If you want to make a beeline out west, my suggestion is taking Greyhound to New Orleans (NOL). There is a 11 hour "express" bus that leaves JAX at 9:45 PM and arrives in NOL the following morning at 8:05 AM. You then can catch the Sunset Limited to points west at 11:55 AM. I have taken this bus before from TLH and it not a bad route and generally not crowded. You would have only two stops, one in TLH (transfer buses) and one in Mobile (1 hour layover. The nice thing about this route it is at night and when you arrive the bus and train station is in the same location.


----------



## George Harris (Mar 26, 2011)

There is also the other three letter word: BUS. Greyhound and Amtrak are in the same building in New Orleans. You can take a bus from Jacksonville to New Orleans and catch the train there. This would minimize your time and keep you out of the air.

A quick check on the Greyhound web site shows two buses (only 2! there used to be two trains), both overnight. The one that meshes almost perfectly with your trip leaves Jacksonville at 9:45pm, with change in Tallahassee arrive 12:25midnight, leave 1:30am, and arriving in New Orleans at 8:05am. This is the faster schedule. The other one leaves Jacksonville at 1:30pm and does not arrive at New Orleans until 5:30am, with two changes, both having fairly long layovers, one at Tallahassee and the other at Mobile.

If you would be up to an overnight bus ride, the leave 9:45pm, arrive New Orleans at 8:05am, then catch the train at 11:55am would be the way to do it for minimum end to end time. The thing to not forget is that the Sunset runs three days per week, so you must be sure that you are leaving Jacksonville on the night before your train departure day. In other words, you must leave Jacksonville on either Sunday, Tuesday, or Thursday to make the MWF departure days for the train.

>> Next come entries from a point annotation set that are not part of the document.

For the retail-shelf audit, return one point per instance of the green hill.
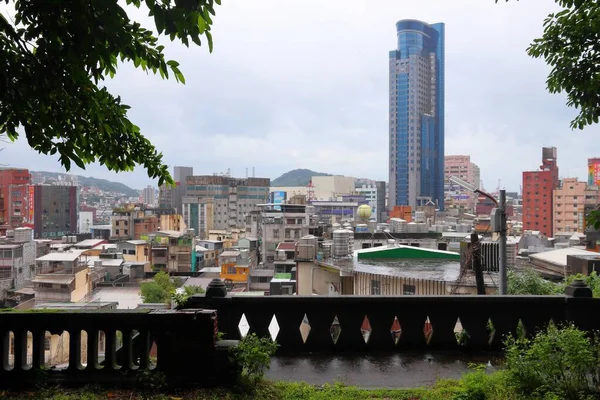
(102, 184)
(296, 177)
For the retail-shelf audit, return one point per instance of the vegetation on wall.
(54, 57)
(163, 289)
(529, 282)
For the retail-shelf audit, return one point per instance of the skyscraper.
(416, 156)
(538, 187)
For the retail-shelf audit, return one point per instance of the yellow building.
(172, 222)
(232, 267)
(228, 237)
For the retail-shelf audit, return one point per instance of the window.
(375, 287)
(408, 289)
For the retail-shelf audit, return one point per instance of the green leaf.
(201, 24)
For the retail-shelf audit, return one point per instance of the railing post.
(581, 308)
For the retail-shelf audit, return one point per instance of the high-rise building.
(462, 168)
(569, 206)
(538, 187)
(221, 202)
(55, 211)
(170, 197)
(594, 171)
(16, 198)
(416, 156)
(147, 196)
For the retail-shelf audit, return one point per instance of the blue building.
(416, 157)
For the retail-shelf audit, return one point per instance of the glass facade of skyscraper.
(416, 142)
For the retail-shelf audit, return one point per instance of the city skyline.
(495, 93)
(416, 157)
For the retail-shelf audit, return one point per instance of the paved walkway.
(399, 370)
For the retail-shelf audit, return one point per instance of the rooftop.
(136, 242)
(230, 253)
(286, 246)
(60, 256)
(59, 279)
(559, 257)
(89, 243)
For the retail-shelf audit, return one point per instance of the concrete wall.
(320, 280)
(396, 285)
(81, 287)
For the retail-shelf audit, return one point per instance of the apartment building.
(231, 200)
(538, 190)
(461, 167)
(572, 201)
(55, 210)
(276, 224)
(16, 201)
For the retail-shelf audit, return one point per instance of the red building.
(537, 194)
(14, 184)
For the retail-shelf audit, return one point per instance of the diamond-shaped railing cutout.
(428, 330)
(521, 332)
(365, 329)
(274, 328)
(491, 331)
(304, 328)
(460, 333)
(396, 330)
(335, 330)
(243, 326)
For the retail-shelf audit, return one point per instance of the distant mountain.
(102, 184)
(296, 177)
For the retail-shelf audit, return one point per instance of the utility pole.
(502, 244)
(476, 262)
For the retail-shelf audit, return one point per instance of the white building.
(85, 220)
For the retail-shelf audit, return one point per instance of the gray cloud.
(303, 84)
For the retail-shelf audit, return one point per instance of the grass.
(466, 389)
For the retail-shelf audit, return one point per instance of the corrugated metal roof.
(559, 257)
(58, 279)
(60, 256)
(286, 246)
(230, 253)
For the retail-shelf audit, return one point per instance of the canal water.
(398, 370)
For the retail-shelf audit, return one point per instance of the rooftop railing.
(303, 324)
(108, 346)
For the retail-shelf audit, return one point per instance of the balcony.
(308, 326)
(111, 346)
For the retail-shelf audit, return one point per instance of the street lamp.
(497, 224)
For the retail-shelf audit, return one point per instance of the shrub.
(253, 355)
(558, 361)
(530, 282)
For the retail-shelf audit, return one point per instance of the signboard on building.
(31, 204)
(278, 197)
(594, 171)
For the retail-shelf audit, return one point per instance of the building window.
(375, 287)
(408, 289)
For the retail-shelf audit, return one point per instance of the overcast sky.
(304, 84)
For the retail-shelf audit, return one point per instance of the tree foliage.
(54, 56)
(570, 45)
(529, 282)
(158, 290)
(557, 361)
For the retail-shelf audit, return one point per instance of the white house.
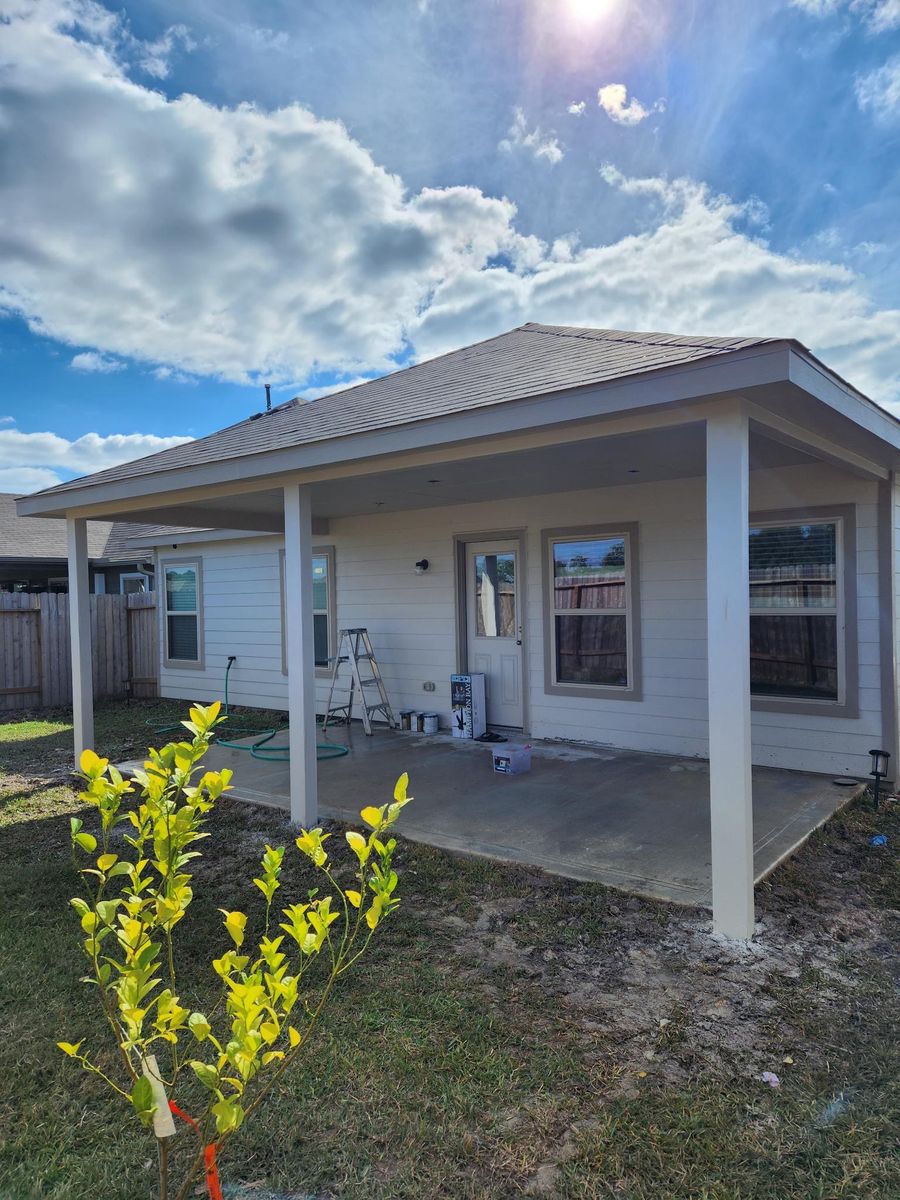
(685, 545)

I did not check the bus for the return direction.


----------



## henryj (Mar 26, 2011)

If you go to the Amtrak web site and select multi-city option and plug in the cities you want to travel through it gives you all the options. I assumed you wanted to go by train all the way and ride the Sunset Limited so I programed it that way by plugging in New Orleans in the middle. I also got you a roomette all the way. The fastest route is to take the Silver Star to DC, then the Crescent to NOL, stay overnight in New Orleans(party party party) then leave on the Sunset the next morning. The trip takes 5 days each way and costs $2,284 round trip including the room charges. Base fare coach is $730 for the round trip. I had you leaving JAX on Fri, Jul 29th late night, arriving in LAX on the following Wed morning, Aug 3rd. Coming back I had you leaving Sun afternoon, Aug 7th and arriving in JAX Fri, Aug 12 in the early morning. Would be a great trip. Wish I could take it. If you are pressed for time, just fly one way, that is what I usually do. There are many other routes and options as people have suggested above. If you want to save some money then just book the roomette on the Sunset as you are on that train for two nights. You have a stop over in NOL for the night where you can wash up and rest up.

http://tickets.amtrak.com/itd/amtrak


----------